Different fractions (reduced and total) of thiols (homocysteine, cysteine and glutathione) were determined in HeLa cell cultures with and without addition of copper ions and/or homocysteine. In cell cultures without any addition the concentration of all intracellular thiols increased between 1 and 24 h of culture. Glutathione had the highest, whereas homocysteine showed the lowest, proportion of the reduced form. In the medium, there was a decrease of total cysteine during the incubation, but the amount of extracellular reduced cysteine increased. Both homocysteine and glutathione were released into the medium. The amount of exported homocysteine during the incubation exceeded several-fold the intracellular amount. There were no signs of cell toxicity induced by the high amounts of extracellularly added homocysteine (2000 μmol/1) in HeLa cell cultures, except a slight decrease in the concentration of intracellular glutathione. After the addition of copper ions (500 μmol/1) there was a retarded cell growth, decreased intracellular concentration of glutathione, increased release of glutathione into the medium and a lower proportion of all intra- and extracellular reduced thiols.
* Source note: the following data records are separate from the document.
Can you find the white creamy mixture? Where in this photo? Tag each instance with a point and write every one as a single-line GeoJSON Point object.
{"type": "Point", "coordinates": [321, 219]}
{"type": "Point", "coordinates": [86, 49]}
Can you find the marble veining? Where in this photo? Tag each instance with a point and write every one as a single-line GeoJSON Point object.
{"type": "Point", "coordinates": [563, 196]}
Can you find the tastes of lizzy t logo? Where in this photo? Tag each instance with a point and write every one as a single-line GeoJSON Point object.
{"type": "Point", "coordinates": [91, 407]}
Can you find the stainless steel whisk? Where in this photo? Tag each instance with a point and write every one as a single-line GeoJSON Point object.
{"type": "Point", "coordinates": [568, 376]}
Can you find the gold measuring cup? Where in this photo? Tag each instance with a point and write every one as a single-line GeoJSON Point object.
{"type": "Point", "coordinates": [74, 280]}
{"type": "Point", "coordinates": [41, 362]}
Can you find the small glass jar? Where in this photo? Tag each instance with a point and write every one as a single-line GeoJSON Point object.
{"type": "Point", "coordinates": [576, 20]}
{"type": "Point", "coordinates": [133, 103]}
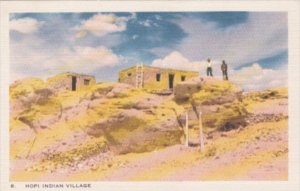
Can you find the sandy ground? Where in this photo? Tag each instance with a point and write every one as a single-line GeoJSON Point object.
{"type": "Point", "coordinates": [257, 152]}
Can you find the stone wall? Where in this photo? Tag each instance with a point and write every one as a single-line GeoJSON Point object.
{"type": "Point", "coordinates": [63, 82]}
{"type": "Point", "coordinates": [150, 77]}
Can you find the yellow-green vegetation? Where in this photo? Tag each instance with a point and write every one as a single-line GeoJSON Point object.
{"type": "Point", "coordinates": [212, 91]}
{"type": "Point", "coordinates": [156, 79]}
{"type": "Point", "coordinates": [25, 87]}
{"type": "Point", "coordinates": [82, 152]}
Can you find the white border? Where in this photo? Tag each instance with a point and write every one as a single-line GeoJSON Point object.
{"type": "Point", "coordinates": [292, 7]}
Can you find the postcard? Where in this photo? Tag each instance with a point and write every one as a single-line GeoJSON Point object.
{"type": "Point", "coordinates": [151, 95]}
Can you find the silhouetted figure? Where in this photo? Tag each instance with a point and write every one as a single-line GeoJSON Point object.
{"type": "Point", "coordinates": [209, 68]}
{"type": "Point", "coordinates": [224, 70]}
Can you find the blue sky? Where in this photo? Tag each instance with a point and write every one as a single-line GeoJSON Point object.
{"type": "Point", "coordinates": [43, 44]}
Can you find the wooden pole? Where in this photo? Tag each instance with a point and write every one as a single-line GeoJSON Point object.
{"type": "Point", "coordinates": [201, 132]}
{"type": "Point", "coordinates": [187, 129]}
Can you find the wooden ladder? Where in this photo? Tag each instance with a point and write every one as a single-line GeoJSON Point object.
{"type": "Point", "coordinates": [139, 78]}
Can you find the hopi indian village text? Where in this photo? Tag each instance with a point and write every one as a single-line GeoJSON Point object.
{"type": "Point", "coordinates": [156, 96]}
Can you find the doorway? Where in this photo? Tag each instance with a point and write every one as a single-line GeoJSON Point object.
{"type": "Point", "coordinates": [74, 81]}
{"type": "Point", "coordinates": [171, 81]}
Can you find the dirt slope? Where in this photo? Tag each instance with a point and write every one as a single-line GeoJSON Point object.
{"type": "Point", "coordinates": [115, 132]}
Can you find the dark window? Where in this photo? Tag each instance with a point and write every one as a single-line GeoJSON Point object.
{"type": "Point", "coordinates": [171, 81]}
{"type": "Point", "coordinates": [86, 82]}
{"type": "Point", "coordinates": [182, 78]}
{"type": "Point", "coordinates": [157, 77]}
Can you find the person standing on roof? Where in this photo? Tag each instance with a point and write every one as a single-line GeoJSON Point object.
{"type": "Point", "coordinates": [224, 70]}
{"type": "Point", "coordinates": [209, 68]}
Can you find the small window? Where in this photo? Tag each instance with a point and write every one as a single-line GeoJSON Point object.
{"type": "Point", "coordinates": [86, 82]}
{"type": "Point", "coordinates": [158, 77]}
{"type": "Point", "coordinates": [182, 78]}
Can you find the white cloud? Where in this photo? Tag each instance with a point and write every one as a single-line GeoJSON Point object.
{"type": "Point", "coordinates": [255, 77]}
{"type": "Point", "coordinates": [87, 59]}
{"type": "Point", "coordinates": [25, 25]}
{"type": "Point", "coordinates": [262, 35]}
{"type": "Point", "coordinates": [176, 60]}
{"type": "Point", "coordinates": [102, 24]}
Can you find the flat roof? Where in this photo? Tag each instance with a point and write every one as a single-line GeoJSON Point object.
{"type": "Point", "coordinates": [147, 66]}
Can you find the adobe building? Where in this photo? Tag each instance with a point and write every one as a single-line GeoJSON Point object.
{"type": "Point", "coordinates": [154, 78]}
{"type": "Point", "coordinates": [70, 81]}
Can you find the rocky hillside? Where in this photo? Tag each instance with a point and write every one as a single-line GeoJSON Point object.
{"type": "Point", "coordinates": [103, 130]}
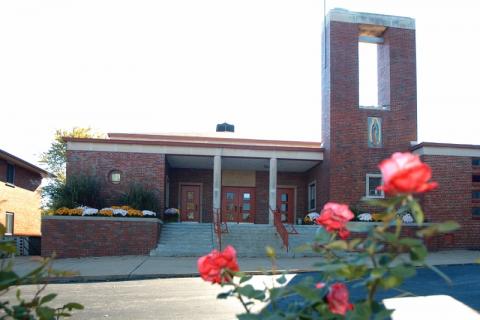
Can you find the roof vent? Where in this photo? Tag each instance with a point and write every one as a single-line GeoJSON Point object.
{"type": "Point", "coordinates": [225, 127]}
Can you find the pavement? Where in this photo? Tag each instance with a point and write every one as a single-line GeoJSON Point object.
{"type": "Point", "coordinates": [146, 267]}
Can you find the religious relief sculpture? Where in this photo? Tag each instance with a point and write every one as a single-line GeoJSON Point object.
{"type": "Point", "coordinates": [374, 132]}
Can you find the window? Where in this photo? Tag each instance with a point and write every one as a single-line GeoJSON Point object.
{"type": "Point", "coordinates": [10, 173]}
{"type": "Point", "coordinates": [372, 182]}
{"type": "Point", "coordinates": [368, 74]}
{"type": "Point", "coordinates": [312, 196]}
{"type": "Point", "coordinates": [115, 176]}
{"type": "Point", "coordinates": [9, 223]}
{"type": "Point", "coordinates": [476, 212]}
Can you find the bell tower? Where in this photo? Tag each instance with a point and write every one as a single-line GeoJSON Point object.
{"type": "Point", "coordinates": [357, 137]}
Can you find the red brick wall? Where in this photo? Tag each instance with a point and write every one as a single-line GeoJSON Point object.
{"type": "Point", "coordinates": [142, 168]}
{"type": "Point", "coordinates": [73, 237]}
{"type": "Point", "coordinates": [452, 200]}
{"type": "Point", "coordinates": [344, 125]}
{"type": "Point", "coordinates": [23, 199]}
{"type": "Point", "coordinates": [195, 176]}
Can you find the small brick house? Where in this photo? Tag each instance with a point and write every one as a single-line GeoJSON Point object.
{"type": "Point", "coordinates": [20, 197]}
{"type": "Point", "coordinates": [248, 178]}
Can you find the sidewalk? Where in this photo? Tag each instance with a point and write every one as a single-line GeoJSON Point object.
{"type": "Point", "coordinates": [145, 267]}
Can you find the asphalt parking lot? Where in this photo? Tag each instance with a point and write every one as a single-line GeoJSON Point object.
{"type": "Point", "coordinates": [465, 285]}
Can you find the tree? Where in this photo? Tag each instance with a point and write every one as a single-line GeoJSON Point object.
{"type": "Point", "coordinates": [55, 160]}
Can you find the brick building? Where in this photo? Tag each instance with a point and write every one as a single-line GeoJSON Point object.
{"type": "Point", "coordinates": [245, 178]}
{"type": "Point", "coordinates": [20, 196]}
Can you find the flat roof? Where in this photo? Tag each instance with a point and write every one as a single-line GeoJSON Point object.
{"type": "Point", "coordinates": [446, 149]}
{"type": "Point", "coordinates": [344, 15]}
{"type": "Point", "coordinates": [202, 141]}
{"type": "Point", "coordinates": [24, 164]}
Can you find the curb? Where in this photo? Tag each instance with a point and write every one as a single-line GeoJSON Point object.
{"type": "Point", "coordinates": [112, 278]}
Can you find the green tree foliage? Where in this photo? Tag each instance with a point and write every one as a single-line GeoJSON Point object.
{"type": "Point", "coordinates": [38, 306]}
{"type": "Point", "coordinates": [57, 190]}
{"type": "Point", "coordinates": [74, 192]}
{"type": "Point", "coordinates": [55, 158]}
{"type": "Point", "coordinates": [140, 198]}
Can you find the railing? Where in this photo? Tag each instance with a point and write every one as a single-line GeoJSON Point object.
{"type": "Point", "coordinates": [282, 231]}
{"type": "Point", "coordinates": [219, 226]}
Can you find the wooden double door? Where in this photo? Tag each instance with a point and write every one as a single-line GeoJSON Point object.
{"type": "Point", "coordinates": [190, 203]}
{"type": "Point", "coordinates": [286, 204]}
{"type": "Point", "coordinates": [238, 204]}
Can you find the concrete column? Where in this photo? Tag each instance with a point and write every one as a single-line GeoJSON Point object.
{"type": "Point", "coordinates": [217, 181]}
{"type": "Point", "coordinates": [272, 194]}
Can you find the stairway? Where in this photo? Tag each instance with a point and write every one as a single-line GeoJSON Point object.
{"type": "Point", "coordinates": [194, 240]}
{"type": "Point", "coordinates": [185, 240]}
{"type": "Point", "coordinates": [250, 240]}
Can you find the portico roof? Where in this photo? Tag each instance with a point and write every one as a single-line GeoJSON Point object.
{"type": "Point", "coordinates": [200, 146]}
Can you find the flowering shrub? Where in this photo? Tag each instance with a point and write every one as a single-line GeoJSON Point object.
{"type": "Point", "coordinates": [117, 211]}
{"type": "Point", "coordinates": [380, 261]}
{"type": "Point", "coordinates": [107, 212]}
{"type": "Point", "coordinates": [68, 212]}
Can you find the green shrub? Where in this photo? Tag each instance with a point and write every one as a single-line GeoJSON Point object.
{"type": "Point", "coordinates": [140, 198]}
{"type": "Point", "coordinates": [76, 191]}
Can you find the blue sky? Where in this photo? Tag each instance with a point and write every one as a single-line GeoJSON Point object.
{"type": "Point", "coordinates": [186, 65]}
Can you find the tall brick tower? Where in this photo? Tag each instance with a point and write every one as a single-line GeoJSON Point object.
{"type": "Point", "coordinates": [356, 138]}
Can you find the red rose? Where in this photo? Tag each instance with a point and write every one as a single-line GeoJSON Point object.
{"type": "Point", "coordinates": [337, 298]}
{"type": "Point", "coordinates": [405, 173]}
{"type": "Point", "coordinates": [212, 265]}
{"type": "Point", "coordinates": [334, 217]}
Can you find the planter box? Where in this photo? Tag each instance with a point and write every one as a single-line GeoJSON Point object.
{"type": "Point", "coordinates": [74, 237]}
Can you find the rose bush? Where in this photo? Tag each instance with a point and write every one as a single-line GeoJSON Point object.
{"type": "Point", "coordinates": [334, 218]}
{"type": "Point", "coordinates": [381, 260]}
{"type": "Point", "coordinates": [405, 173]}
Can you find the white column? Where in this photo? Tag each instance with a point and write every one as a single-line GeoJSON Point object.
{"type": "Point", "coordinates": [272, 194]}
{"type": "Point", "coordinates": [217, 181]}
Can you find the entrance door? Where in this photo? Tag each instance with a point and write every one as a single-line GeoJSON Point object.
{"type": "Point", "coordinates": [238, 204]}
{"type": "Point", "coordinates": [190, 203]}
{"type": "Point", "coordinates": [286, 204]}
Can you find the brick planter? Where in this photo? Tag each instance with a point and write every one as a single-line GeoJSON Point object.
{"type": "Point", "coordinates": [438, 242]}
{"type": "Point", "coordinates": [74, 237]}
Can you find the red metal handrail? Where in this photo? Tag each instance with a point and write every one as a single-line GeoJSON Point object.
{"type": "Point", "coordinates": [282, 231]}
{"type": "Point", "coordinates": [217, 225]}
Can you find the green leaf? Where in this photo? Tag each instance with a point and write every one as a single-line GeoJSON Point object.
{"type": "Point", "coordinates": [418, 253]}
{"type": "Point", "coordinates": [249, 292]}
{"type": "Point", "coordinates": [73, 305]}
{"type": "Point", "coordinates": [416, 211]}
{"type": "Point", "coordinates": [410, 242]}
{"type": "Point", "coordinates": [391, 281]}
{"type": "Point", "coordinates": [48, 298]}
{"type": "Point", "coordinates": [403, 271]}
{"type": "Point", "coordinates": [45, 313]}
After the addition of both copper ions and homocysteine to HeLa cell cultures, similar changes as with the addition of copper ions were noted except that the cell growth was still more retarded and that a very high level of intracellular homocysteine was noted at 1 h of incubation. N-acetylcysteine lowered, in these experiments, the intracellular accumulation of homocysteine and restored, to some extent, the cell growth. In an endothelial cell line even the presence of 500 μmol/l of homocysteine and 50 μmol/l of copper ions inhibited the cell growth and decreased the cellular level of glutathione. Whilst the levels of homocysteine in our short-time cell culture experiments are higher than the mild hyperhomocysteinemia thought to be atherogenic in humans (20–30 μmol/l), it is conceivable that over a longer time-course (several decades) these lower levels of homocysteine in the presence of copper ions could be sufficient to induce cellular effects similar to those found in the present study, eventually leading to atherosclerosis.